One last way crytojackers can get access to cryptocurrency is through cloud cryptojacking. This form of crytojacking involves hijacking cloud resources to mine for cryptocurrency. When hackers use cloud cryptojacking, they search through an organization’s files and code for API keys to access their cloud services. Once access is gained, hackers can siphon unlimited CPU resources for cryptomining. It’s currently the fastest-growing cybersecurity threat to the enterprise and by using this method hackers can significantly accelerate their cryptojacking efforts to illegally mine for currency.
How Can You Defend Yourself Against Cryptojacking?
While cryptojacking is still relatively new, attacks are becoming more commonplace – and if you are a victim of cryptojacking, you may not even notice since most cryptojacking software is designed to stay hidden. The trick is to prevent this exploit from happening in the first place and to pay attention to the red flags if they’re noticeable.
Red flags to keep an eye on include slower computer response times, increased processor usage, overheating devices, and higher electricity bills. If your PC or Mac is slowing down, is using its cooling fan far more than normal, or your electricity bill has skyrocketed, you may have a reason to suspect cryptojacking.

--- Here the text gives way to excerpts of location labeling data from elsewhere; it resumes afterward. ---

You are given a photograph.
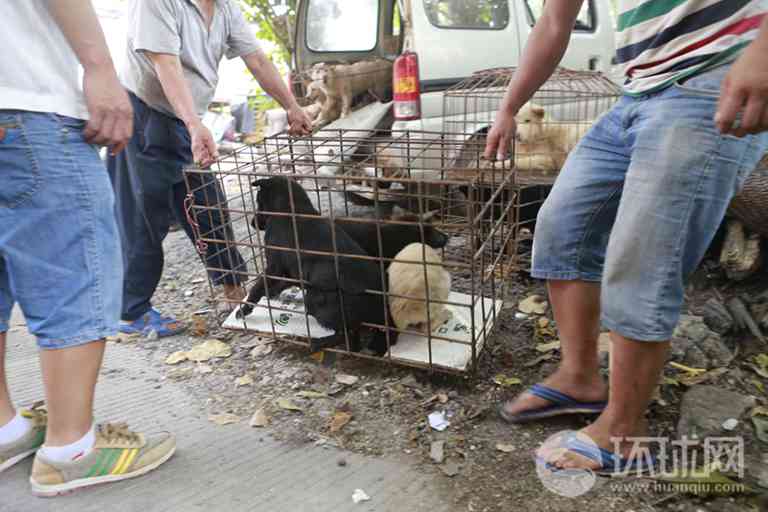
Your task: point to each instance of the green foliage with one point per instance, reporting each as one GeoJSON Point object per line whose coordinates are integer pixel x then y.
{"type": "Point", "coordinates": [276, 24]}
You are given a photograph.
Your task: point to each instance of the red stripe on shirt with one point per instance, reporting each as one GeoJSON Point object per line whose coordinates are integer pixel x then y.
{"type": "Point", "coordinates": [737, 28]}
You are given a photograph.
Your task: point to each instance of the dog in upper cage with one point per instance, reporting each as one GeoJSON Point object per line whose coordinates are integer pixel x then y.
{"type": "Point", "coordinates": [542, 143]}
{"type": "Point", "coordinates": [333, 298]}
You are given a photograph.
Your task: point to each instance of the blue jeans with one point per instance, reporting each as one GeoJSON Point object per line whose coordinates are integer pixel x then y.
{"type": "Point", "coordinates": [149, 186]}
{"type": "Point", "coordinates": [639, 201]}
{"type": "Point", "coordinates": [59, 245]}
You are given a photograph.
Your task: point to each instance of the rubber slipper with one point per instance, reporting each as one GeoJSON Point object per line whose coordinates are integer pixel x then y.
{"type": "Point", "coordinates": [562, 404]}
{"type": "Point", "coordinates": [152, 320]}
{"type": "Point", "coordinates": [611, 464]}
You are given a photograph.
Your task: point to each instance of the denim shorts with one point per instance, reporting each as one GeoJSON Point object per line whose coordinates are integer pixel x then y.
{"type": "Point", "coordinates": [60, 257]}
{"type": "Point", "coordinates": [639, 201]}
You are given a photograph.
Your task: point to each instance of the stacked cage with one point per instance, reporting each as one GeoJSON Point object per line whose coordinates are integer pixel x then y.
{"type": "Point", "coordinates": [548, 128]}
{"type": "Point", "coordinates": [384, 245]}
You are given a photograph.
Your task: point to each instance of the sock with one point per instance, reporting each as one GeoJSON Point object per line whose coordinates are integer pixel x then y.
{"type": "Point", "coordinates": [71, 452]}
{"type": "Point", "coordinates": [15, 429]}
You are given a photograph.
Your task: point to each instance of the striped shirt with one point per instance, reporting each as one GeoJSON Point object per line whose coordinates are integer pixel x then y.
{"type": "Point", "coordinates": [661, 41]}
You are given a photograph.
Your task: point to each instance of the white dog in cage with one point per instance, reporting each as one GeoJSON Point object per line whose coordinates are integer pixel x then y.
{"type": "Point", "coordinates": [542, 143]}
{"type": "Point", "coordinates": [417, 272]}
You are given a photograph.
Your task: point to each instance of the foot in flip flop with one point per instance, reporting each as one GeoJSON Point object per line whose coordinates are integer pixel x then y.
{"type": "Point", "coordinates": [555, 397]}
{"type": "Point", "coordinates": [152, 320]}
{"type": "Point", "coordinates": [579, 451]}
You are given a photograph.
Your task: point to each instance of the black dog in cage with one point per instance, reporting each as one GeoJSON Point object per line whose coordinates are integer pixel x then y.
{"type": "Point", "coordinates": [394, 237]}
{"type": "Point", "coordinates": [335, 296]}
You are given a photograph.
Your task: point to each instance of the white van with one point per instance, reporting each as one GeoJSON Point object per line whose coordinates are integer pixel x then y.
{"type": "Point", "coordinates": [448, 41]}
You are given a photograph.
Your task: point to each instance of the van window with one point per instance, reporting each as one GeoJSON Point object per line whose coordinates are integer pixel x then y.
{"type": "Point", "coordinates": [479, 15]}
{"type": "Point", "coordinates": [342, 25]}
{"type": "Point", "coordinates": [585, 22]}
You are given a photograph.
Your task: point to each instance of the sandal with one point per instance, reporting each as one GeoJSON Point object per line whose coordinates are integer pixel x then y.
{"type": "Point", "coordinates": [152, 320]}
{"type": "Point", "coordinates": [561, 404]}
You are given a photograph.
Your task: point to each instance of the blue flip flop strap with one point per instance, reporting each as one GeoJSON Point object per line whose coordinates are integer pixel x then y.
{"type": "Point", "coordinates": [552, 395]}
{"type": "Point", "coordinates": [609, 461]}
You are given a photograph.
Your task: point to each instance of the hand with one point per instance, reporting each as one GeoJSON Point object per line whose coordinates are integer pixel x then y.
{"type": "Point", "coordinates": [204, 148]}
{"type": "Point", "coordinates": [111, 114]}
{"type": "Point", "coordinates": [299, 122]}
{"type": "Point", "coordinates": [501, 134]}
{"type": "Point", "coordinates": [745, 91]}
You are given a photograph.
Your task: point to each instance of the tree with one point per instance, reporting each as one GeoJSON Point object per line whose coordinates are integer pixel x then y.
{"type": "Point", "coordinates": [276, 23]}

To prevent an attack from happening, administrators need to take action by using advanced intrusion prevention systems like next-gen firewalls, antivirus, and anti-malware software from the get-go. Additionally, arming yourself with a VPN is a key defense mechanism against cryptojackers and other kinds of digital threats. VPNs encrypt internet connections and hide IP addresses, keeping you and/or your organization safer and anonymous in the online world.
If a network is compromised, steps should be taken to conduct a root-cause analysis that identifies how the malware was installed so that further repeat attacks can be prevented. Make the threat of cryptojacking a part of your cybersecurity plan or awareness training, focusing on phishing with fake links and/or attachments. For web browsers, try installing an ad-blocker with cryptomining detection capabilities like Adblock Plus or an anti-cryptomining extension like minerBlock.